Patterns of meeting the minimum number of minutes to qualify for higher reimbursement rates were seen in 4 states: Texas, Mississippi, Arkansas, and Indiana. CMS said it will refer this matter to auditors for review.
CMS on Wednesday released data on payment and utilization rates for skilled nursing facilities, of SNFs, a healthcare delivery area that has received more attention in recent years as the federal government looks to rein in costs.
The report covered data from 15,055 facilities, involving more than 2.5 million stays and nearly $27 billion in Medicare payments for 2013. Data are “de-identified” so no individual patient information is available.
Along with the overall data, CMS provided information on 2 categories of resource utilization groups, or RUGs. CMS has noted that that in these groups, the amount of therapy provided to patients frequently comes very close to the minimum thresholds needed to qualify patients for higher reimbursement: the “Very High” level requires at least 500 minutes per week, and the “Ultra High” requires 720 minutes per week.
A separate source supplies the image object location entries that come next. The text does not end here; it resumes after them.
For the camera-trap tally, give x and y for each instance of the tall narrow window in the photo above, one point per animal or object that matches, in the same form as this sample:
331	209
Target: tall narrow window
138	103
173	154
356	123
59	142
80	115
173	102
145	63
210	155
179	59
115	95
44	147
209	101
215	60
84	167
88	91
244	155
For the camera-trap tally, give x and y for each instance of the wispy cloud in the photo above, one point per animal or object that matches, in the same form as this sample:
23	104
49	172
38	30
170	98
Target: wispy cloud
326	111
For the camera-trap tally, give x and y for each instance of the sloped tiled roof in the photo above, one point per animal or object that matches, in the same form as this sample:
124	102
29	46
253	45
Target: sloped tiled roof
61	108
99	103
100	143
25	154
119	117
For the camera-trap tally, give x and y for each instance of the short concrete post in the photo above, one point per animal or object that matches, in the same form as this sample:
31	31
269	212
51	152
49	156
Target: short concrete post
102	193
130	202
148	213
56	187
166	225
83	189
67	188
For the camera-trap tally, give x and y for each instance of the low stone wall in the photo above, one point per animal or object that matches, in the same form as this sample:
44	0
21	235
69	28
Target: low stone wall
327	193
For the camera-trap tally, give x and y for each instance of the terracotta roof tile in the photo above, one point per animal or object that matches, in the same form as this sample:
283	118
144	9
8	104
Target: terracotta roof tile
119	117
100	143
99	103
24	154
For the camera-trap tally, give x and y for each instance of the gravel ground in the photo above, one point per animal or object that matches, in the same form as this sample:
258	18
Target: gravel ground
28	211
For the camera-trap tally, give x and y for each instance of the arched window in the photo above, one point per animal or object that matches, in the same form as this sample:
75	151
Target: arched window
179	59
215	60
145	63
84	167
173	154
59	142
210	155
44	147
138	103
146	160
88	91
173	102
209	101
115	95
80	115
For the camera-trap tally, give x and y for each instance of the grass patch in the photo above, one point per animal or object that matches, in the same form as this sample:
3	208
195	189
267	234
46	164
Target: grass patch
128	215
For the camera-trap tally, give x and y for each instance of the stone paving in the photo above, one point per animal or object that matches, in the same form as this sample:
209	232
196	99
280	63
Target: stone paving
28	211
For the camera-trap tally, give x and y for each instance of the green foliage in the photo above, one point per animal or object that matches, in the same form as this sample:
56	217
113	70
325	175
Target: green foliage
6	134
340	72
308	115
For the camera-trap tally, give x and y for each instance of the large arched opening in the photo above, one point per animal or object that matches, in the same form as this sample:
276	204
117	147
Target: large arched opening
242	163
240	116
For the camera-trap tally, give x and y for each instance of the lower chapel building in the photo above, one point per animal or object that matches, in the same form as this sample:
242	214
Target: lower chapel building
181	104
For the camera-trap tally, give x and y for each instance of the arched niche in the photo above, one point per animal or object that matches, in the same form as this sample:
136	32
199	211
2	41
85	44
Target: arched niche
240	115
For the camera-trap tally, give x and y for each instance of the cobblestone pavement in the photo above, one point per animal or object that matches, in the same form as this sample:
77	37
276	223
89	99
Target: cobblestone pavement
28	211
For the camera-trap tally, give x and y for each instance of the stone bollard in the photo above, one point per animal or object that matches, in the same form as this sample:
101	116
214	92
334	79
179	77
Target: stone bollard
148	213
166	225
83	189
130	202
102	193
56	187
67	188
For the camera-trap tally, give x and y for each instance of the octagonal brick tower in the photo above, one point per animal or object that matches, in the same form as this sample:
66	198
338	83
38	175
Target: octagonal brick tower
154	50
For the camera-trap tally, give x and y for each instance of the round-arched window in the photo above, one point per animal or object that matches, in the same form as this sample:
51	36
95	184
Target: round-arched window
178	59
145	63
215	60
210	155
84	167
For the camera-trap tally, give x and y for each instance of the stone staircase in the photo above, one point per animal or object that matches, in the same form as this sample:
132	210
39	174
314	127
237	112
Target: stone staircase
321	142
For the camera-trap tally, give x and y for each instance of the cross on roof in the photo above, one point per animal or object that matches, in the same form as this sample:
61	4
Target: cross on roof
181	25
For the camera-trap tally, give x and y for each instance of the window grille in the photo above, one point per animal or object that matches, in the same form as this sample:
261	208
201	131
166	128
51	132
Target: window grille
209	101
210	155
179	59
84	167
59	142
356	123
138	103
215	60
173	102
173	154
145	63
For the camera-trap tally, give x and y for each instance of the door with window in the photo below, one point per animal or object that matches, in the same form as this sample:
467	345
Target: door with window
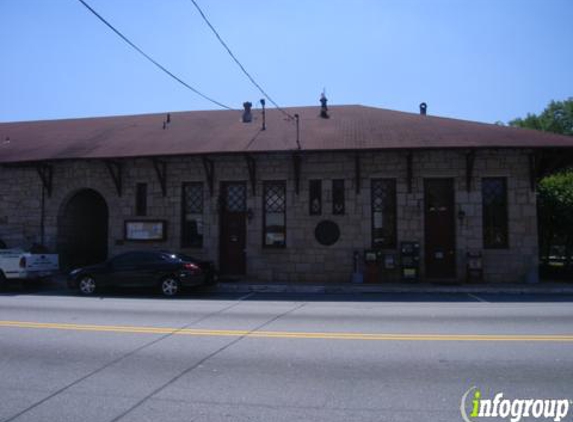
233	235
440	229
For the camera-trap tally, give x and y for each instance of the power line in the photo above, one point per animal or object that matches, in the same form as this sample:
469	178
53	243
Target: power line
237	60
140	51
CMS notes that by coming within 10 minutes of the minimum threshold, the facility can receive a Medicare per diem of up to 25% higher for these patients. As reimbursement moves toward value-based incentives, rather than a fee-for-service system, these kinds of patterns are under greater scrutiny.
“CMS strives to ensure that patient needs, rather than payment system incentives, are driving the provision of therapy services,” said Shantanu Agrawal, MD, deputy administrator and director of the Center for Program Integrity. “These concerns have prompted us to refer this issue to the Recovery Auditor Contractors for further investigation.”
The federal government has taken a hard look at SNFs not only because they represent a heavy area of spending on their own, but also because they can reflect broader problems with quality care. In May 2015, researchers from MIT and Vanderbilt published a paper that linked high use of SNFs with poorer health outcomes and higher rates of downstream spending.
Texas, Arkansas, Mississippi, and Indiana stood out from other states as having patterns of patients qualifying for the higher payment threshold based on amounts within 10 minutes of the minimum. Of these, Texas, Mississippi and Indiana, have the highest range for average Medicare standardized payments per stay at SNFs, according to Healthcare Dive.
Spending at SNFs has long bedeviled CMS despite efforts to control it. In 2014, Susan Dentzer wrote in The American Journal of Accountable Care how federal officials were surprised at early results from Pioneer Accountable Care Organizations, which saw spending on SNFs increase significantly—along with spending on home health agencies—in the early days of this model.
There was some speculation that providers or plans swapped out stays at SNFs for days in acute care. But the patterns revealed with Wednesday’s data suggest a connection to reimbursement.